Test Disk 1 does not provide Persistent Reservations support for the mechanisms used by failover clusters. Some storage devices require specific firmware versions or settings to function properly with failover clusters. Please contact your storage administrator or storage vendor to check the configuration of the storage to allow it to function properly with failover clusters

Not seeing anything in PetaSAN logs. Here's some interesting output from dmesg:

[14352.489656] PR register with aptpl unset.
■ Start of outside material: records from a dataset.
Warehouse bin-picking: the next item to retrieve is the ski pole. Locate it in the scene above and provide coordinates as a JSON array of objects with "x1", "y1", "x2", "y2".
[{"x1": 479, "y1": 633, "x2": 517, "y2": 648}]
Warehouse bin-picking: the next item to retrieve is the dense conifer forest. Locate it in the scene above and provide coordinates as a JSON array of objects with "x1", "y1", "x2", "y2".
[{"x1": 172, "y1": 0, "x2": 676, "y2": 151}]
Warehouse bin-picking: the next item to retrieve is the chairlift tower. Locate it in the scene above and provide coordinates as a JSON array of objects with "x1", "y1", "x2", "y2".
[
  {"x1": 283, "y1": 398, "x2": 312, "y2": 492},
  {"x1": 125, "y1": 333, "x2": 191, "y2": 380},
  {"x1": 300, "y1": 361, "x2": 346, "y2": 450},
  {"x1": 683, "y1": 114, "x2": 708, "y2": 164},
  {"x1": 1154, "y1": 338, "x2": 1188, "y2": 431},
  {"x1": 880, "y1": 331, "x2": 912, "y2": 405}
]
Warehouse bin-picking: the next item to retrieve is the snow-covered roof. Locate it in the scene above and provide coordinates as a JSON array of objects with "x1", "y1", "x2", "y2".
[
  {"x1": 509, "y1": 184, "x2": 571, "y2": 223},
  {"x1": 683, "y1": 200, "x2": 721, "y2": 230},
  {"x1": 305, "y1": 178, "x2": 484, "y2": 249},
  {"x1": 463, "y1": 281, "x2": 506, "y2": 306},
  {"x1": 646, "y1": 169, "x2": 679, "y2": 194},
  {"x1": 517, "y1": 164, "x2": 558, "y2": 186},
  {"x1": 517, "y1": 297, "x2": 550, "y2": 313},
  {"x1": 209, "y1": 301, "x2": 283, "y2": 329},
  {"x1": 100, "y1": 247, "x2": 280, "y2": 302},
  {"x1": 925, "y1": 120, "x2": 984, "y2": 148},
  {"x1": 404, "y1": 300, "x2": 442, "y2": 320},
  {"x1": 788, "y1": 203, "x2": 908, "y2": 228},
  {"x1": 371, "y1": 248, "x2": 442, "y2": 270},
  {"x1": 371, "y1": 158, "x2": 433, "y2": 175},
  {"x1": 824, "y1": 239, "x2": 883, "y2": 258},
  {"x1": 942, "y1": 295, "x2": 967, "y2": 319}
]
Treating as aptpl=1
[14352.492348] PR register with aptpl unset. Treating as aptpl=1
[14352.495207] PR register with aptpl unset. Treating as aptpl=1
[14498.661779] PR register with aptpl unset. Treating as aptpl=1
[14498.661783] PR info not present, initializing
[14498.668197] PR register with aptpl unset. Treating as aptpl=1
[14498.686007] PR register with aptpl unset. Treating as aptpl=1
[14499.411722] PR register with aptpl unset. Treating as aptpl=1
[14499.431857] PR register with aptpl unset. Treating as aptpl=1
[14499.435080] PR register with aptpl unset. Treating as aptpl=1
[14499.446180] SPC-3 PR: Attempted RESERVE from iqn.2018-03.net.testing.internal:bd-e7k-hv-cn1,i,0x3430303030313337,iqn.2018-05.net.testing.internal:00001,t,0x1 while reservation already held by iqn.2018-03.net.testing.internal:bd-e7k-hv-cn2,i,0x3430303030313337,iqn.2018-05.net.testing.internal:00001,t,0x2, returning RESERVATION_CONFLICT
[14499.446456] SPC-3 PR: Attempted RESERVE from iqn.2018-03.net.testing.internal:bd-e7k-hv-cn1,i,0x3430303030313337,iqn.2018-05.net.testing.internal:00001,t,0x1 while reservation already held by iqn.2018-03.net.testing.internal:bd-e7k-hv-cn2,i,0x3430303030313337,iqn.2018-05.net.testing.internal:00001,t,0x2, returning RESERVATION_CONFLICT
[14499.474500] PR register with aptpl unset. Treating as aptpl=1
[14499.482617] SPC-3 PR: Attempted RESERVE from iqn.2018-03.net.testing.internal:bd-e7k-hv-cn2,i,0x3430303030313337,iqn.2018-05.net.testing.internal:00001,t,0x1 while reservation already held by iqn.2018-03.net.testing.internal:bd-e7k-hv-cn1,i,0x3430303030313337,iqn.2018-05.net.testing.internal:00001,t,0x1, returning RESERVATION_CONFLICT
[14499.490455] PR register with aptpl unset. Treating as aptpl=1

Let me know what other info might help here.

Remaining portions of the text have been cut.